Robot wars
Fourteen teams of engineers will go head to head in a bid to meet some of the military’s toughest challenges. Max Glaskin reports

This summer 14 teams of engineers drawn from UK industry and academia will load their vans, travel to a quiet corner of the Wiltshire countryside, and engage in a series of robotic exercises that will shatter the peace of the surrounding livestock.
The MoD Grand Challenge— which will take place in August at Copehill Down, a mock village built during the Cold War — is the latest effort to stimulate the development and use of the kind of autonomous robotic systems expected to revolutionise the battlefield of the future.
The competition is more subtle than its US forebear, the DARPA Grand Challenge, which, after three rounds over six years, is now bearing fruit in the form of reliable robotic vehicle technologies. In contrast, the UK competition runs for just 13 months and the robots must multi-task to acquire sufficient data so that their control station can identify four different threats — some of which are nigh-on impossible for even experienced soldiers under certain conditions. The teams involved in the competition, have to create semi-autonomous robots that can find a sniper, an improvised explosive device (IED), a 4 x 4 vehicle with a gun on it and a group dressed in semi-military uniform carrying arms, and get the information back to a two-man forward control station.
To win the challenge trophy and the opportunity for lucrative MoD contracts, the teams must integrate their autonomous mobile platform with a suite of sensors and data retrieval and analysis techniques.
For the MoD the competition is a different approach. ‘It’s a new business model for us and it won’t be the last of the new initiatives we will follow to engage with industry, SMEs, academics and schools to promote the requirements and needs of the MoD,’ said Andy Wallace, leader of the Grand Challenge programme.

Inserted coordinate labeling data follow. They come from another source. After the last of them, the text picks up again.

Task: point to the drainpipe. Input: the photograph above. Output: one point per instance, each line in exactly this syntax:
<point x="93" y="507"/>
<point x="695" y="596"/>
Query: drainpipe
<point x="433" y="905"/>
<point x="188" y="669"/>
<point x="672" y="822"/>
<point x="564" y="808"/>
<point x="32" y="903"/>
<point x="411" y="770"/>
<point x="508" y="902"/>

‘We want to tap into innovations that maybe we haven’t in the past so we observed DARPA’s competition and have adapted it to what we and our people on operations need. We were conscious that we want to provide a depth to the challenge and we’re under no illusion that it’s difficult,’ said Wallace.
‘We might be asking too much of the teams, but we aren’t expecting them to start with a clean sheet. We are looking for technologies that are partially mature and would be integrated on a platform to make a solution. We’re keeping up to speed with the teams and the sorts of technologies they’re working on to see if they are capable of finding the threats. but we won’t know until the final how good they are,’ he added.